Article first published online: 8 MAR 2007
Copyright © 2007 Wiley-Liss, Inc.
Journal of Cellular Physiology
Volume 212, Issue 1, pages 157–164, July 2007
How to Cite
Bresgen, N., Ohlenschläger, I., Fiedler, B., Wacht, N., Zach, S., Dunkelmann, B., Arosio, P., Kuffner, E., Lottspeich, F. and Eckl, P. M. (2007), Ferritin—a mediator of apoptosis?. J. Cell. Physiol., 212: 157–164. doi: 10.1002/jcp.21009
- Issue published online: 26 APR 2007
- Article first published online: 8 MAR 2007
- Manuscript Accepted: 7 DEC 2006
- Manuscript Received: 3 NOV 2006
Previously we have demonstrated an apoptosis inducing activity for a rat hepatocyte conditioned medium (CM) presumably mediated by acidic isoferritins. Here, we present support for this assumption since isoferritins purified from different rat hepatocyte CM significantly enhanced the frequency of apoptotic cells in primary rat hepatocytes, an effect completely inhibited by a neutralizing anti-H-ferritin antibody.
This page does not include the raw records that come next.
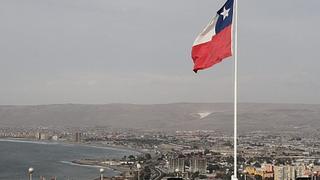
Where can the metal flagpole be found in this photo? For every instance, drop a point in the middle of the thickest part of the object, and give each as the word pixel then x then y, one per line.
pixel 234 177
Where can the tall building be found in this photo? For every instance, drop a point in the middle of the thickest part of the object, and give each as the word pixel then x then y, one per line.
pixel 78 137
pixel 176 164
pixel 284 172
pixel 198 165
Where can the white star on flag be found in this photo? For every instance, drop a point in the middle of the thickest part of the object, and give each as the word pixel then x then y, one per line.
pixel 225 12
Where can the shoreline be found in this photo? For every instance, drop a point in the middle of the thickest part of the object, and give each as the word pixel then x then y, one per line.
pixel 66 143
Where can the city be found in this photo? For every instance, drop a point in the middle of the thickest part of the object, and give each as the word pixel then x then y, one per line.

The apoptosis induction appears to be related to a 43 kDa ferritin subunit contained in the isoferritins released from primary hepatocytes, presumably representing a ferritin heavy/light chain heterodimer. In addition, these isoferritins immunologically crossreact with antibodies raised against placental isoferritin p43-PLF (which also contains a 43 kDa ferritin subunit) and melanoma-derived H-chain ferritin, representing ferritin isoforms which reveal immunomodulatory properties. Furthermore, p53 and FasL are upregulated upon isoferritin treatment in a time dependent mode, and apoptosis induction can be suppressed by neutralizing anti-FasL antibodies. Proapoptotic Bid is upregulated too and translocated into mitochondria in primary hepatocytes exposed to the isoferritins purified from the CM. Finally, epidermal growth factor (EGF) and dexamethasone (DEX), which counteract proapoptotic mitochondrial signalling, almost completely abolished the proapoptotic effect of the hepatocyte derived isoferritins. In conclusion, our findings demonstrate that acidic isoferritins with homology to immunomodulatory ferritin isoforms (p43-PLF, melanoma-derived-H-chain ferritin) are released from hepatocytes in vitro, and are able to stimulate upregulation of p53 and mediate apoptosis involving Fas (CD95) signalling as well as addressing the intrinsic mitochondrial proapoptotic pathway. J. Cell. Physiol. 212: 157–164, 2007. © 2007 Wiley-Liss, Inc.